When the Dolphins traded Ajayi to the Eagles after dropping a humiliating 40-0 decision to the Ravens just before Halloween, their offense was scoring an average of just 12.1 points per game.
In the five games they have played since then the Dolphins have yet to score anything less than 17 points in a game and their offense alone through that stretch has scored an average of 19.8 points per game.
That’s more than a touchdown’s worth of improvement and a big part of the boost has come from the area where the Dolphins subtracted what was easily one of the most talented players on the team.
We suggested shortly after the trade was made that this addition-by-subtraction phenomenon might take place and a look at how the running game has produced in the weeks since the trade occurred suggests it has.
Prior to letting go of Ajayi, who had started complaining a bit too much and a bit too loudly for a player who wasn’t buying into coach Adam Gase’s system, the Dolphins were averaging 77.8 yards per game on the ground.
They have run for an average of 96.2 yards per game in the five games since and that despite Gase’s decision to de-emphasize the running game and lean more on his backs as pass catchers.
The boost in due in great part, of course, to the fact the Dolphins have gotten some breakaway runs out of Kenyan Drake and Damien Williams, but those runs have been sparked by better play up front.
Gase said a few weeks back, after blasting his entire offense for what her perceived as a lack of commitment, that his offensive linemen had finally started doing their homework. Indeed, it seems they have.
ESPN analyst KC Joyner, who studies running attacks in great detail, told the Miami Herald this week that the Dolphins run blocking has improved markedly since the Ajayi trade.

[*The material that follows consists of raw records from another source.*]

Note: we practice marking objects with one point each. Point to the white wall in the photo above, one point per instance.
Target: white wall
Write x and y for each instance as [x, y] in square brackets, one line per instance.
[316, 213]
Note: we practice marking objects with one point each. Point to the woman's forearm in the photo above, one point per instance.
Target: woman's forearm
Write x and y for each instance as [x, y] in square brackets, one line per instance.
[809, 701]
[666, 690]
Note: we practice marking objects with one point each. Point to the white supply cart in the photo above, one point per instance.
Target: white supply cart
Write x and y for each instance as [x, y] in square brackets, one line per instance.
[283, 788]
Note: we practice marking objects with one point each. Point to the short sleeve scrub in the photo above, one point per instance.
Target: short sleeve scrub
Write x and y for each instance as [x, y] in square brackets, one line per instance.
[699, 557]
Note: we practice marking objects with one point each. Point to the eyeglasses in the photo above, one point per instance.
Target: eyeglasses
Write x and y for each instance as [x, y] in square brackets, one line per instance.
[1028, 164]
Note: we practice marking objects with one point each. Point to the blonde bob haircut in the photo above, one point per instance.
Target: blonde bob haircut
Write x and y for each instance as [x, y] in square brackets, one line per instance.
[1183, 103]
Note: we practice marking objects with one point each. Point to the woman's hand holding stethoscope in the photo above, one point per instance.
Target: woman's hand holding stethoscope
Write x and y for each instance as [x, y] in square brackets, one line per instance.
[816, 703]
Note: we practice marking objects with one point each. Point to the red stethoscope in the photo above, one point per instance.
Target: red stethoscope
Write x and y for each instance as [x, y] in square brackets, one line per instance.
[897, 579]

Per Joyner, who has come up with a system to determine just how effective a team’s run blocking really is, the Dolphins line had 31.5-percent “Good Blocking Rate’’ through its first seven games.
Since then (though not including the grade it received last week againt the Broncos because that had not been calculated yet) their GBR as Joyner refers to it stands at 36.3-percent.
Now, that is still well below the league average of 41.4-percent, but it’s clearly a step in the right direction and there’s reason to believe the trend could continue to move in that positive direction.
Though they’ve lost right tackle Ja’Wuan James for the rest of the year, the Dolphins have Ted Larsen back at left guard. Meanwhile, they’ve been getting solid play from right guard Jesse Davis and right tackle Sam Young as well.
That has all helped to spark an offense that has simply performed at a much higher rate than it was earlier in the year, and whether it’s due to the dismissal of Ajayi or not really doesn’t matter.
The bottom line is that the Dolphins are finally starting to move the ball and score the way they were supposed to and while it’s too little too late to save this season, you simply can’t knock progress.